The Sands of Time by Sidney Sheldon

“Caro, I want us to forget what happened. It’s done. What’s important now is you and me.”

She was close to him now, and he could smell her heady perfume. His mind was in a state of confusion. “Do—do you mean that?”

“More than I’ve ever meant anything in my life. That’s why I came here today, to prove it to you. To show you that I’m yours. And not with just words.”

Her fingers went to her shoulder straps, and an instant later her dress shimmered to the floor. She was naked. “Do you believe me now?”

By God, she was beautiful. “Yes, I believe you.” His voice was husky.

Lucia moved close to him, and her body brushed against his. “Get undressed,” she whispered. “Hurry!”

She watched Patas as he undressed. When he was naked, he took her hand and led her to the little bed in the corner of the room. He did not bother with foreplay. In a moment he was on top of her, spreading her legs, plunging deep inside her, an arrogant smile on his face.

“It’s like old times,” he said smugly. “You couldn’t forget me, could you?”

“No,” Lucia whispered in his ear. “And do you know why I couldn’t forget you?”

“No, mi amore. Tell me.”

“Because I’m Sicilian, like my father.”

She reached behind her head and removed the long, ornate pin that held her hair in place.

Benito Patas felt something stab him under his rib cage, and the sudden pain made him open his mouth to scream, but Lucia’s mouth was on his, kissing him, and as Benito’s body bucked and writhed on top of her, Lucia had an orgasm.

A few minutes later she was clothed again, and the pin had been replaced in her hair. Benito was under the blanket, his eyes closed. Lucia knocked at the cell door and smiled at the guard who opened it to let her out. “He’s asleep,” she whispered.

The guard looked at the beautiful young woman and smiled. “You probably wore him out.”

“I hope so,” Lucia said.

The sheer daring of the two murders took Italy by storm. The beautiful young daughter of a Mafioso had avenged her father and brothers, and the excitable Italian public cheered her, rooting for her to escape. The police, quite naturally, took a rather different point of view. Lucia Carmine had murdered a respected judge and had then committed a second murder within the very walls of a prison. In their eyes, equal to her crimes was the fact that she had made fools of them. The newspapers were having a wonderful time at their expense.

“I want her neck,” the police commissioner roared to his deputy. “And I want it today.”

The manhunt intensified, while the object of all this attention was hiding in the home of Salvatore Giuseppe, one of her father’s men who had managed to escape the firestorm.

In the beginning, Lucia’s only thought had been to avenge the honor of her father and brothers. She had fully expected to be caught and was prepared to sacrifice herself. When she had managed to walk out of the prison and make her escape, however, her thoughts changed from vengeance to survival. Now that she had accomplished what she had set out to do, life suddenly became precious again. I’m not going to let them capture me, she vowed to herself. Never.

Salvatore Giuseppe and his wife had done what they could to disguise Lucia. They had lightened her hair, stained her teeth, and bought her glasses and some ill-fitting clothes.

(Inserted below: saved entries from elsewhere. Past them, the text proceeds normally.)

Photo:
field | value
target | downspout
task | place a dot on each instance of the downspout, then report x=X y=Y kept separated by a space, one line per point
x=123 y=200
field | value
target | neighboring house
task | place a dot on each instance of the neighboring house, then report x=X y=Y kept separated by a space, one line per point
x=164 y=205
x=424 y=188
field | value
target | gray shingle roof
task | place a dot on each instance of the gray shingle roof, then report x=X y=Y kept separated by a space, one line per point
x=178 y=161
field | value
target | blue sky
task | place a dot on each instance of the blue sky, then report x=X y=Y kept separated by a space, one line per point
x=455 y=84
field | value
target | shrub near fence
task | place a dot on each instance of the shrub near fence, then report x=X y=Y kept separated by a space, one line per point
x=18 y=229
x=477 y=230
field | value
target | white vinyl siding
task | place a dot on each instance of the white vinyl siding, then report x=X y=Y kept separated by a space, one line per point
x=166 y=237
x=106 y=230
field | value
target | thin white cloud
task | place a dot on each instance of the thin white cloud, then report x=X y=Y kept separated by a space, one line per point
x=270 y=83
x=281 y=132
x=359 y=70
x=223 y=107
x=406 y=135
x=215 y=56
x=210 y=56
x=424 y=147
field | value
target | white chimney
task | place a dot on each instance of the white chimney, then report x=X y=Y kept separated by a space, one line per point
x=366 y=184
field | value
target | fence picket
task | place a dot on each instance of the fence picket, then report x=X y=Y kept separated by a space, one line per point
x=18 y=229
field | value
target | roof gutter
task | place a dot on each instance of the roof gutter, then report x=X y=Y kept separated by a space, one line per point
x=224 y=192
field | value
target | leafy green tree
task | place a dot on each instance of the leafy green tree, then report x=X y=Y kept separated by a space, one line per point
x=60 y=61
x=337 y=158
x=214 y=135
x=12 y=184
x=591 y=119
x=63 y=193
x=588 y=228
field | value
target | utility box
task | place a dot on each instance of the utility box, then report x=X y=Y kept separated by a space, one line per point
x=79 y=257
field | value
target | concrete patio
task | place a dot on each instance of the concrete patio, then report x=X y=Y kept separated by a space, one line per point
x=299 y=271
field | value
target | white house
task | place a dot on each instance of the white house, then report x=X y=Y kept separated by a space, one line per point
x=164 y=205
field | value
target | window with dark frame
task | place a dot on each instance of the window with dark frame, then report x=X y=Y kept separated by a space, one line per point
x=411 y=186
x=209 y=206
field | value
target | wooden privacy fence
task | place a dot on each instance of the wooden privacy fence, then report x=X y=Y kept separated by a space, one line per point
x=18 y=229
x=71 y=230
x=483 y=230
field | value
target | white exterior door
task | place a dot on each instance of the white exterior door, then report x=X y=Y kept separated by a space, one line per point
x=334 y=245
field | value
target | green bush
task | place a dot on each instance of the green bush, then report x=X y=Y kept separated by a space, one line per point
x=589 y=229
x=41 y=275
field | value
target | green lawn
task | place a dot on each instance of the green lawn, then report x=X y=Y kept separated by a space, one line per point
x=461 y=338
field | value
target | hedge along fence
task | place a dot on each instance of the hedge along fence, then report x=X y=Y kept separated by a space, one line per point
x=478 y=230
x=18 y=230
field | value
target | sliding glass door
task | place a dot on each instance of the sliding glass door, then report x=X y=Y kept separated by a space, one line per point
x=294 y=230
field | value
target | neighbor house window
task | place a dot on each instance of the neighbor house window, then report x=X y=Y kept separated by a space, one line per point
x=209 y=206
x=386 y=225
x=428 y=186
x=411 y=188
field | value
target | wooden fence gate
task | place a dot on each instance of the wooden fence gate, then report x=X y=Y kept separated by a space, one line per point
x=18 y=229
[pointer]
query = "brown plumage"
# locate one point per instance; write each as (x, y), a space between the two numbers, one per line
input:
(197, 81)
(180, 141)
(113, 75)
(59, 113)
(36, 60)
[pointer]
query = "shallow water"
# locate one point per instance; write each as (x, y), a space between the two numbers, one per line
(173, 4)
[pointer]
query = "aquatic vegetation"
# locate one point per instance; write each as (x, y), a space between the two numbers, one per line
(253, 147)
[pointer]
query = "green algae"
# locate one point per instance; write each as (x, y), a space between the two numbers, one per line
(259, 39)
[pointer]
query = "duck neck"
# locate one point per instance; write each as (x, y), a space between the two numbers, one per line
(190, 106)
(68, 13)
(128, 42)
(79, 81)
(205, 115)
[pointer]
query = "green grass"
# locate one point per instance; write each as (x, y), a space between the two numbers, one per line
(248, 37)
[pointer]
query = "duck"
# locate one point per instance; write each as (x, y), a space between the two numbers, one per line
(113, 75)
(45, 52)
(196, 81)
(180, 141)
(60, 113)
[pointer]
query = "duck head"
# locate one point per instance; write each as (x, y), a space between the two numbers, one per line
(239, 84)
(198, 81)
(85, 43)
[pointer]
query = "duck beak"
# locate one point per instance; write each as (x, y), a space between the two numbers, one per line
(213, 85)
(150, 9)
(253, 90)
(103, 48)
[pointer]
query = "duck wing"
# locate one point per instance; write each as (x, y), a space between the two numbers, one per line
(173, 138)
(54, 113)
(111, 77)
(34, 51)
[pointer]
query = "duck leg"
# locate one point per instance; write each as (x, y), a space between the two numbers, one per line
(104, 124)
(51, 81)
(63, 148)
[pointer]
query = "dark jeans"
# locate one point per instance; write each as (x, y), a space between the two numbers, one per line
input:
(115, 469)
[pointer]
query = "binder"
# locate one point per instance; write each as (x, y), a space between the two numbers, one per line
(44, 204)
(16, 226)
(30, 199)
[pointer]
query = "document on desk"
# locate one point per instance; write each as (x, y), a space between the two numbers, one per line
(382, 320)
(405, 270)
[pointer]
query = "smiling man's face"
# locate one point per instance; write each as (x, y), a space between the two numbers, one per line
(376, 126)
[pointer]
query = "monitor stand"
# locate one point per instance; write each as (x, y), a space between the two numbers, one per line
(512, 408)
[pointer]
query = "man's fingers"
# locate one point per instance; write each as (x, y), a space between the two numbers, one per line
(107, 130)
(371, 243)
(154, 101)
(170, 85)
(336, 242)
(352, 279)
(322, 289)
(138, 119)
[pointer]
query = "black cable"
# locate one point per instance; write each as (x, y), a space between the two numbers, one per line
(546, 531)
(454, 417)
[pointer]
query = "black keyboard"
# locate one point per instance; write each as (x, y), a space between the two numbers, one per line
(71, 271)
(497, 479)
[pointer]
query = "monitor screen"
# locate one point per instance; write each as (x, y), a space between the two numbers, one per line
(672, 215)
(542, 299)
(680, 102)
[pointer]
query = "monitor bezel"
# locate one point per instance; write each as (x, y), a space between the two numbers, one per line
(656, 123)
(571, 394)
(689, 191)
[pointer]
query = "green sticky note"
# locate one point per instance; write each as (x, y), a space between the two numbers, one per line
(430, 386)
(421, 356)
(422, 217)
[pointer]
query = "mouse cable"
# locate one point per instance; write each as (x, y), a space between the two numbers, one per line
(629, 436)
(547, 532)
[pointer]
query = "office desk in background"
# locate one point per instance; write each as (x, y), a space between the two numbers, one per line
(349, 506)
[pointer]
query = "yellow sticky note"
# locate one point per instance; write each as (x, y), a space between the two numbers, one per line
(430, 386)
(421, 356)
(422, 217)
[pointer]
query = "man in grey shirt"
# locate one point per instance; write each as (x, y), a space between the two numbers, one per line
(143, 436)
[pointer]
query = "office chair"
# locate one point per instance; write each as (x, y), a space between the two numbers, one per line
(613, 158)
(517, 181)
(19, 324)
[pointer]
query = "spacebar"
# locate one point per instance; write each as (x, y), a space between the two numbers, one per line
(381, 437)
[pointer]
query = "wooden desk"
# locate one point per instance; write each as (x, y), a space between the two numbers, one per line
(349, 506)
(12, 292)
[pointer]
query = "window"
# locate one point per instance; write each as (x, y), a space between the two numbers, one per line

Salvatore examined their handiwork critically. “It is not bad,” he said. “But it is not enough. We must get you out of Italy. You have to go somewhere where your picture is not on the front page of every newspaper. Somewhere where you can hide out for a few months.”

And Lucia remembered:

If you ever need a friend, you can trust Dominic Durell. We are like brothers. He has a home in France at Béziers, near the Spanish border.

“I know where I can go,” Lucia said. “I’ll need a passport.”

“I will arrange it.”

Twenty-four hours later Lucia was looking at a passport in the name of Lucia Roma, with a photograph taken in her new persona.